Thomas Beecham ruled his orchestras through the strengh of his witty, life-loving character. Even when he was being super-critical, he dressed it in redeeming wit. "Madam", he once exclaimed to an errant cellist. "You have between your legs an instrument which can bring pleasure to thousands. And what do you do? You sit there and scratch it!"
That was Beecham. By contrast, Evgeny Mravinsky, ruler of the Leningrad Philharmonic at the height of Stalinism, needed no wit or persuasion. If a player did not perform to his expectation, he or she was dismissed. And if dismissed by Mravinsky, it would be very hard to find work anywhere else within the Russian state.
The contrasts from conductor to conductor in this survey of 20th century conducting are fascinating. We see the great Wilhelm Furtwangler striving for the last drop of inner meaning of the music. We see a bored and tired Richard Strauss, as detached and as false as most of his music. And Herbert von Karajan, a showman-shaman, seeking power through music rather than questing for the special life music can offer.
The DVD offers almost 50 minutes of special commentary not previously available on the video, from some of the key figures of 20th century music-making. The great soprano Elisabeth Schwarzkopf discusses the key composers of her lifetime; she is joined in commentary by Hugh Bean, first violinist of the Philharmonia Orchestra, and by record producer Suvi Raj Grubb and violinist Isaac Stern.
The second DVD in this series is subtitled 'Legendary Conductors of a Golden Era'. It was produced a few years later, and is also fascinating viewing. It is not an historical survey, but rather offers longer appraisals and weightier musical excerpts centred in the main around six conductors only. The first DVD, 'Great Conductors of the Past', is the perfect introduction to the subject. The second is for those who feel impelled to go further.
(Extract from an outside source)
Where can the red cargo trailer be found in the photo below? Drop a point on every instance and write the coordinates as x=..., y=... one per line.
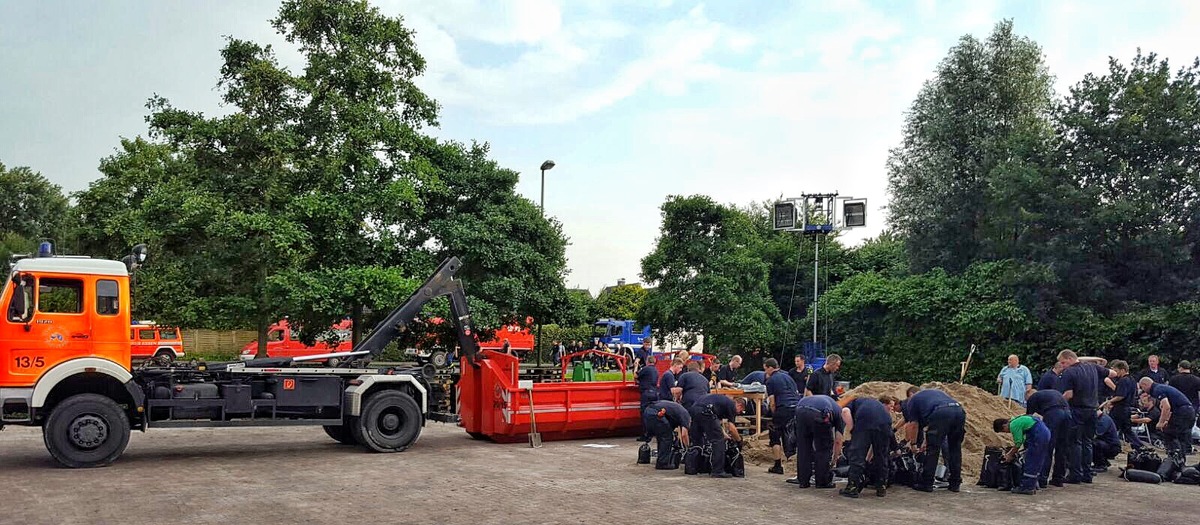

Both DVDs can give the special meaning of the art of conducting. That meaning is best summed up by a quote from a percussionist for the Berlin Philharmonic, Werner Tharichen, who is reminiscing about a rehearsal by the orchestra in the 1950s.
The orchestra was rehearsing without conductor - really just reading, and desultorily playing, through the score. As percussionist, Werner didn't have all that much to do, but he was also studying conducting, so he had propped up on his music-stand the entire score for the piece, and was following it while waiting for his own entrance.
Suddenly, he said, he noticed that without anything happening and without anything being said, the entire nature of the orchestra sound changed. It became glowing and burnished, as if golden. He looked up from the score - no, there was no-one at the podium, nothing had happened to change anything. Then he looked at the door into the auditorium. There was the difference. Wilhelm Furtwangler had just walked into the hall.
"A person", he said, "who carries the sound so strongly within himself that he brings out the sound in others - that is the most beautiful thing an orchestra can experience."
"When you know that this person is totally open and you are invited to join him - that is when you can create this kind of music".
Another orchestra player said the communication between conductor and orchestra "was telepathetic". I don't think he really meant to say that, but I can understand what he meant.